0.4.0 and 0.4.2 GPU/CPU hits system thread count limit – threads not cleaned up
See original GitHub issueContext
We are currently testing torchserve to run our models. Our issue is that we are seeing torchserve create a few new threads per inference request and never clean them up. The requests themselves seem to go through properly.
- torchserve version: happened on torchserve-0.4.0-gpuandtorchserve-0.4.2-gpu. Same issue on-cpuflavor.
EDIT: We are currently suspecting workflows to be the culprit. Thread spam does not happen when using the models directly.
We’re testing some minimal deployments right now, but it’s entirely possible the fault is on our side.

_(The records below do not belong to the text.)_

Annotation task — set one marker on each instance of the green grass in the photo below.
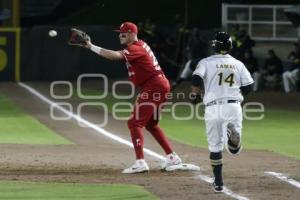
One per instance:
(277, 132)
(18, 127)
(69, 191)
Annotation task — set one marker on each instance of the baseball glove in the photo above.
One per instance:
(78, 38)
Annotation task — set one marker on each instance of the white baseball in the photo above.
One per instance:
(52, 33)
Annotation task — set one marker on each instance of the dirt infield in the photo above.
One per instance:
(96, 159)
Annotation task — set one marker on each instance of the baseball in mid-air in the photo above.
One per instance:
(52, 33)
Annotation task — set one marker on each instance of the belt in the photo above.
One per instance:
(215, 102)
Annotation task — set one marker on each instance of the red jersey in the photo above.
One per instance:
(141, 63)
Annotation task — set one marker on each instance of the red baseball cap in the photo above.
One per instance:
(128, 27)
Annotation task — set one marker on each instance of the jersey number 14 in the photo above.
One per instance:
(229, 79)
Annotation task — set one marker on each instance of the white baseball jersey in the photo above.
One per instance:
(223, 76)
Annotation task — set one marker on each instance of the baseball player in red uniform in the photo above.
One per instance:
(144, 71)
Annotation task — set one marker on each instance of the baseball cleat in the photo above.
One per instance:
(233, 135)
(139, 166)
(171, 159)
(217, 188)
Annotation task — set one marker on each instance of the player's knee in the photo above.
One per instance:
(131, 123)
(215, 158)
(151, 127)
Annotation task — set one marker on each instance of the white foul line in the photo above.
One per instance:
(226, 190)
(285, 178)
(115, 137)
(85, 122)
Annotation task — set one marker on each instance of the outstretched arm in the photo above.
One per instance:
(197, 84)
(105, 53)
(80, 38)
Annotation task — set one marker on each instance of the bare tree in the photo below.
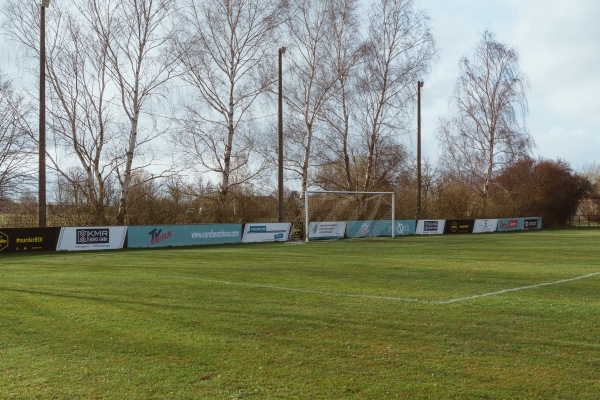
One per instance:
(135, 35)
(312, 82)
(345, 49)
(17, 149)
(399, 52)
(105, 61)
(77, 104)
(226, 54)
(486, 130)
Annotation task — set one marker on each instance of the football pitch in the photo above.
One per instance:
(489, 316)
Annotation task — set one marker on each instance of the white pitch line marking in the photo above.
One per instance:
(376, 297)
(477, 296)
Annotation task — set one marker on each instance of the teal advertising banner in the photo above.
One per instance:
(182, 235)
(357, 229)
(519, 224)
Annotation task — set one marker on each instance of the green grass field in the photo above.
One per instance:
(491, 316)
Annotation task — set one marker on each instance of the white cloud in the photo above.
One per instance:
(559, 45)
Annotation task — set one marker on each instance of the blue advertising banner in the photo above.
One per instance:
(183, 235)
(357, 229)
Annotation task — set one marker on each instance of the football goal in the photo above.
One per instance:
(338, 207)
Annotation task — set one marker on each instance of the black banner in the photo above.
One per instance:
(459, 226)
(296, 232)
(18, 240)
(530, 223)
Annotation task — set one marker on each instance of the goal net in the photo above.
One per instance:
(335, 214)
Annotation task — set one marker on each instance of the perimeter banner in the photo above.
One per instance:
(358, 229)
(92, 238)
(326, 230)
(485, 225)
(183, 235)
(519, 224)
(261, 232)
(455, 226)
(18, 240)
(430, 227)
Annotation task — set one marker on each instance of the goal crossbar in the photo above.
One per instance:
(307, 192)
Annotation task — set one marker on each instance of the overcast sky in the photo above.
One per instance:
(559, 45)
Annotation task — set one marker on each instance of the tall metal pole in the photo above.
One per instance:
(42, 126)
(419, 86)
(280, 144)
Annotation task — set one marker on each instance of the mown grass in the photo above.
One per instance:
(355, 319)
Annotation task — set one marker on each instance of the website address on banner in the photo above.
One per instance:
(215, 234)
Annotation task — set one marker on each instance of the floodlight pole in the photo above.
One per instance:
(419, 86)
(280, 141)
(42, 119)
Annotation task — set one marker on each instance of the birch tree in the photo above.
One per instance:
(345, 45)
(399, 52)
(311, 82)
(136, 38)
(76, 99)
(17, 149)
(226, 50)
(485, 131)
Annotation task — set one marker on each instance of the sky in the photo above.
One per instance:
(559, 46)
(558, 42)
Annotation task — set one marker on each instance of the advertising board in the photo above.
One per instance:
(357, 229)
(18, 240)
(430, 227)
(326, 230)
(519, 224)
(262, 232)
(91, 238)
(532, 223)
(456, 226)
(508, 224)
(151, 236)
(485, 225)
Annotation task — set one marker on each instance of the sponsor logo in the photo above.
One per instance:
(400, 228)
(531, 223)
(156, 236)
(364, 229)
(315, 229)
(430, 226)
(215, 234)
(3, 241)
(512, 224)
(89, 236)
(38, 239)
(257, 229)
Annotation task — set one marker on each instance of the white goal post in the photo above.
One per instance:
(307, 194)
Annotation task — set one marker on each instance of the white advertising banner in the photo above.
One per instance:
(430, 226)
(326, 230)
(91, 238)
(261, 232)
(485, 225)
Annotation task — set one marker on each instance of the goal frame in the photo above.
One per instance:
(307, 192)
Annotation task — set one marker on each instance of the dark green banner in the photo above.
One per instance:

We’re looking for ideas — what could cause such behavior?
Your Environment
- Installed using source? [yes/no]: no
- Are you planning to deploy it using docker container? [yes/no]: yes
- Is it a CPU or GPU environment?: tested both, same issue
- Using a default/custom handler? [If possible upload/share custom handler/model]: yes, cannot share at this time
- What kind of model is it e.g. vision, text, audio?: vision
- Are you planning to use local models from model-store or public url being used e.g. from S3 bucket etc.? [If public url then provide link.]: model-store
- Provide config.properties, logs [ts.log] and parameters used for model registration/update APIs: defaults from docker image
Expected Behavior
Threads should die properly after some time. We shouldn’t hit the system limit.
Current Behavior
Thread count grows inside the java process until it errors out saying it could not create new threads.
Failure Logs [if any]
One thing that is interesting is that it seems netty (maybe?) is creating MULTIPLE thread pools, since the logs we’re seeing refer to threads pool-402-thread-2, where pool number goes up but thread number is 1-2.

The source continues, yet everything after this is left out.